Yes, the white mothers say they do not believe in slavery, but doing nothing is inexcusable. In modern day, people who face everyday prejudice use their voices to provoke action against racial inequality. If Martin Luther King Jr. had not had the courage to speak up, where would our country be now? Stowe does not completely condemn white women, but she does not glorify them either. Later in this scene, a white mother on the ship says “I’ve been south, and I must say I think the negroes are better off than they would be to be free.” This is an example of the brainwashing in which these women had accumulated over time. Although completely incorrect, Stowe is working to show just how helpless these women were in this time given the circumstances and how little say any woman had at all. I think Stowe is arguing that they were born with good intentions, but in being ill-advised their whole lives, were brainwashed into thinking life as they knew it was okay. However, this is no excuse for saying nothing as these cruel actions took place.
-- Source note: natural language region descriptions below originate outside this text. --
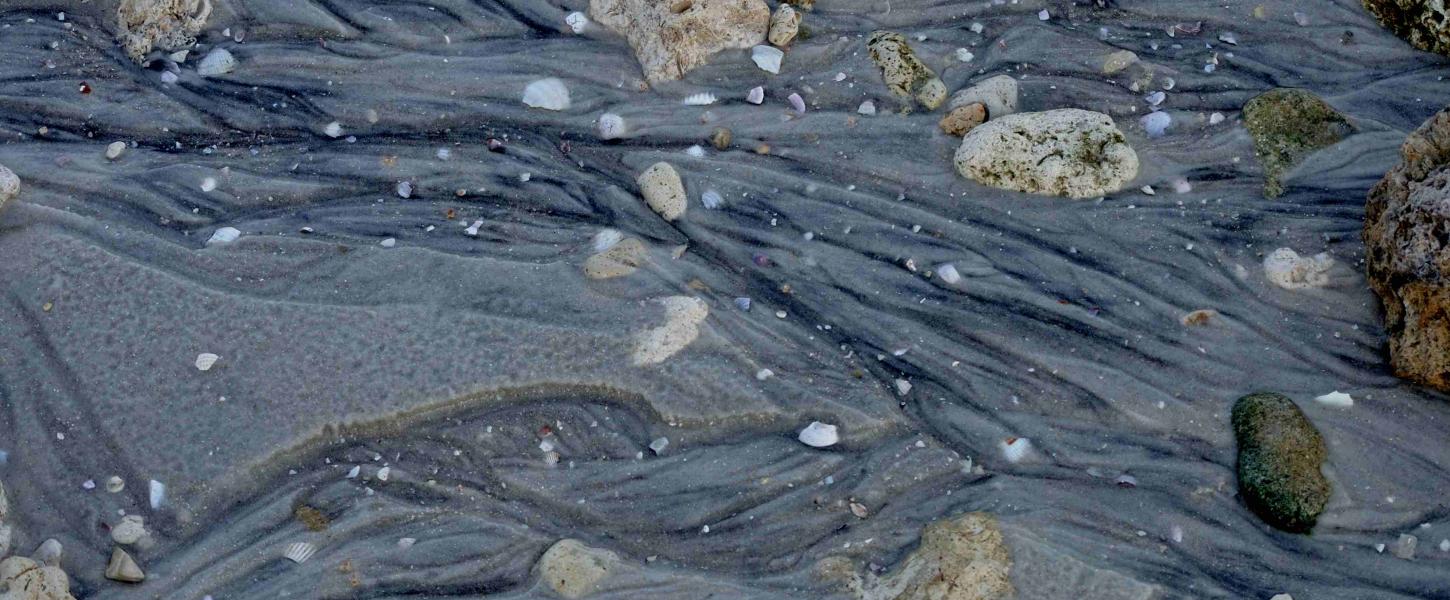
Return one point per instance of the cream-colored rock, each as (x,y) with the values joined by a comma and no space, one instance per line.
(998,94)
(682,323)
(785,23)
(160,23)
(1060,152)
(663,190)
(962,558)
(574,570)
(9,186)
(673,36)
(28,580)
(618,260)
As Stowe continues with this chapter, the utterly grotesque action of the slave trader when he steals a black woman’s baby while both are sleeping is beyond anything humane. As this happens right after the conversation between the white mothers and their sons, it leaves the reader appalled at the differences in which these people, both of which are torn from the same cloth, live their lives. I do not think Stowe is working to condemn these mothers for their actions, but that she is moreso working to emphasize the differences in which black mothers and white mothers could go about their lives.
Works Cited
Stowe, Harriet Beecher. “Uncle Tom’s Cabin.” W. W. Norton & Company, 2018.